2) How many freshmen are there with Business Administration as their major?

If there's a huge divergence between these two numbers - which is often the case at big-name schools in any given major - then the freshman and sophomore years in that major are probably extremely tough because they are TRYING to make a lot of kids drop out or change majors. Once you get to the junior year you've survived the hazing classes and the school has some investment in you... they generally don't push quite as hard, and you get the better instructors. Basically, they aren't trying to make you fail.

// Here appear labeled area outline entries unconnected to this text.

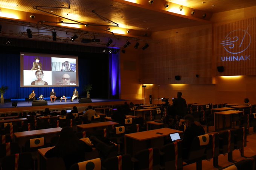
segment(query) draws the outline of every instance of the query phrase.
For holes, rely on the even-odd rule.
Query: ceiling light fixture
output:
[[[113,42],[113,40],[112,40],[111,39],[110,39],[109,40],[108,40],[108,42],[106,44],[106,46],[107,47],[108,47],[109,46],[110,44],[111,44],[111,43],[112,43]]]
[[[126,41],[126,44],[123,45],[123,48],[127,48],[130,44],[131,44],[131,43],[130,42],[128,41]]]
[[[57,33],[56,31],[52,32],[52,40],[56,41],[57,39]]]
[[[32,38],[32,32],[31,32],[31,30],[29,28],[27,29],[27,36],[29,37],[29,38]]]
[[[78,38],[78,37],[77,36],[77,35],[75,34],[75,35],[74,35],[74,36],[70,38],[70,40],[73,42],[75,41],[75,40],[76,39]]]
[[[144,50],[149,47],[149,45],[147,43],[146,43],[146,44],[145,44],[145,46],[142,47],[142,50]]]
[[[140,43],[139,43],[139,42],[137,42],[136,43],[136,44],[135,44],[135,45],[134,45],[134,48],[136,48],[136,49],[138,48],[138,47],[139,47],[139,45],[140,45]]]

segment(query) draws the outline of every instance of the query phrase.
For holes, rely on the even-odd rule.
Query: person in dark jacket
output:
[[[56,146],[46,152],[46,158],[61,157],[63,159],[66,170],[72,165],[85,160],[85,152],[91,152],[91,147],[78,139],[70,127],[61,129]]]
[[[197,136],[205,134],[205,132],[199,122],[194,121],[194,117],[192,114],[187,114],[184,117],[184,119],[186,128],[184,132],[182,139],[182,156],[185,158],[187,155],[188,152],[191,147],[191,143],[194,138]]]

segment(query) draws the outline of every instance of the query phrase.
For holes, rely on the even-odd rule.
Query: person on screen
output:
[[[33,62],[33,66],[30,70],[42,70],[42,63],[39,62],[40,59],[38,57],[35,58],[35,62]]]
[[[65,67],[65,69],[61,69],[61,71],[71,71],[73,72],[75,71],[70,68],[70,63],[68,61],[66,61],[64,62],[63,66]]]
[[[29,95],[29,98],[30,99],[33,99],[33,101],[35,101],[35,90],[32,90],[32,93],[30,93],[30,95]]]
[[[71,80],[70,75],[69,74],[65,73],[62,76],[62,84],[60,85],[64,86],[76,85],[75,83],[70,83]]]
[[[37,80],[31,82],[30,85],[48,85],[48,83],[43,80],[44,77],[44,72],[43,71],[36,71],[35,76]]]
[[[51,99],[51,102],[52,103],[53,98],[54,99],[53,99],[53,102],[55,102],[55,101],[56,100],[57,97],[56,97],[56,93],[55,93],[55,92],[54,92],[54,89],[52,89],[52,91],[51,92],[51,93],[50,94],[50,98]]]
[[[72,99],[70,99],[70,101],[73,102],[74,99],[76,97],[78,97],[78,92],[76,90],[76,88],[75,88],[75,90],[73,91],[73,96],[72,96]]]

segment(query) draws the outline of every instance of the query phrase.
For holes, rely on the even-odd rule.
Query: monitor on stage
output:
[[[78,86],[76,56],[20,53],[20,87]]]

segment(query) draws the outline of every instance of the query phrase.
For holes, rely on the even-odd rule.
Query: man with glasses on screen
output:
[[[71,80],[70,75],[69,74],[65,73],[62,76],[62,84],[60,85],[64,86],[76,85],[75,83],[70,83]]]
[[[63,66],[65,69],[61,69],[61,71],[71,71],[73,72],[75,71],[70,68],[70,63],[68,61],[66,61],[64,62]]]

That'll give him a good idea on how hard his classes are for other people in his major. So it might help him find out if someone is pushing teachers to make it easier for him. But heck, he could probably find that out by asking some of his classmates their opinion on how hard classes have been.

But whether someone's "helping him" or not, he ought to do some things to excel a bit if he's not being challenged at all. I guess it's also possible that sometime during junior/senior year the pace really picks up and starts getting unbearably hard. It's uncommon but I've heard of people who had a pretty easy time of things for a while until they had to do practicum/internships in addition to their regular coursework and then they were suddenly working their butt off night and day. It probably wouldn't hurt for Chris to try talking to his advisor or a trusted professor about his concerns and ask for their advice.

(Going to college? Find out what majors your school is a "big name" in, get the recommended courses of study for freshmen and sophomores in those majors, and avoid those specific courses. And it's very specific. "Calc 101: Introduction to Calculus" and "Calc 301: Introduction to Calculus" are not the same course - the former is how the engineering school persuades freshmen to become schoolteachers, the latter is how the business school gives future managers some advanced math skills. But they cover the same material, and the school of mathematics will NEVER agree that they aren't equivalent.)


I know what you're talking about and generally agree. When I was in school, there was Bio 101 for people who just needed a science class for their generals and then there was Bio 130 for those going into pre-med, nursing, biology, or computer science (that last one just used it as a weed out class). It covered the same material but it greater depth. At my school they did seem to cover a few topics not covered by the other version, though. Same goes for the advanced introductory physics and chemistry courses I had to take. Once I changed majors they still accepted the advanced courses but I wasn't required to have the harder version.